That sure does seem to be a great one so it should do all you need and more. Did it not have a belt clip thing or was that the arm strip it had you could get.


----------



## daniel_b2380 (Jan 31, 2003)

joe,
have you played with it enough yet to have any idea of the battery life with just the regular batteries?


----------



## jp1203 (Jul 21, 2005)

I've used it about 3 and a half hours for about a half hour at a time with the backlight on constantly (playing with settings) and the battery gauge still shows the batteries as being fully charged. I'll let you know when I do manage to kill them or when the gauge goes down any.


----------



## jp1203 (Jul 21, 2005)

hewee said:


> That sure does seem to be a great one so it should do all you need and more. Did it not have a belt clip thing or was that the arm strip it had you could get.

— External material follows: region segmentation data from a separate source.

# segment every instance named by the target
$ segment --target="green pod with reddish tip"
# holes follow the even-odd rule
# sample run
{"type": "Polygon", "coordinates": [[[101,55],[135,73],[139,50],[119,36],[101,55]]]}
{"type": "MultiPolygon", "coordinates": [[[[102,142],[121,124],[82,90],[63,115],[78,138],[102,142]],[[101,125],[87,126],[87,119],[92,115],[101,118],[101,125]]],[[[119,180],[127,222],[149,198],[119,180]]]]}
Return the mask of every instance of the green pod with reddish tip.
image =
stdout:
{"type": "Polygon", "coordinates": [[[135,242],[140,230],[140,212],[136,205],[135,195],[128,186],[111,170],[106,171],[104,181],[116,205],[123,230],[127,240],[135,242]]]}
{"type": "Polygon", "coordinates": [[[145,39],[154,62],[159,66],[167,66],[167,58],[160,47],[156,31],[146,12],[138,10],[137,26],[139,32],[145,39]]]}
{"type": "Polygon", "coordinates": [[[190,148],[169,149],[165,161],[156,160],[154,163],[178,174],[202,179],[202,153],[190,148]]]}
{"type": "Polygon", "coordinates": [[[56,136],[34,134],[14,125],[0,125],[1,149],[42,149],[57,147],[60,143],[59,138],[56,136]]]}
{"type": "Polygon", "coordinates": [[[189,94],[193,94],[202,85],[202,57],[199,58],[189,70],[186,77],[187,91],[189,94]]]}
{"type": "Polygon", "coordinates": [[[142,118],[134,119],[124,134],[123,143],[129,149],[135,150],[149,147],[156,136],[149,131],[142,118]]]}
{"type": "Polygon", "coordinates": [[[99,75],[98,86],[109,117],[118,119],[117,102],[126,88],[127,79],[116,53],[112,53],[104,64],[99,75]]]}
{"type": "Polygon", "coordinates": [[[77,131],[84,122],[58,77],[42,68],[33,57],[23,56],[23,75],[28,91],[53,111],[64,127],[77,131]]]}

It came with a lanyard, but no belt clip. I did find a belt pouch that it fits perfectly in, I just need to play with it a bit and make sure it doesn't destroy my signal. Generally, I can hold 6-8 satellites without a problem, and it only needs four to have a good fix.


----------



## hewee (Oct 26, 2001)

Good to hear you found belt pouch. Maybe you can make one out of leather and have the belt clip made just right for it and for you to use it.


----------



## jp1203 (Jul 21, 2005)

That's a good idea. The one I have will suffice for now, but it definitely isn't perfect, considering that although the GPS fits well in the pouch, it's a bit obnoxious to keep on my belt.


----------



## hewee (Oct 26, 2001)

Yea and I got to thinking you could out a nice hole with the metal ring on it at the top to put the belt clip but also make something for the bottom part so if you riding you bike you can still keep it on the belt clip but have a strap for the bottom part so you can look down and see it on your lap as your riding around.


----------



## AleciaBrent (Aug 21, 2008)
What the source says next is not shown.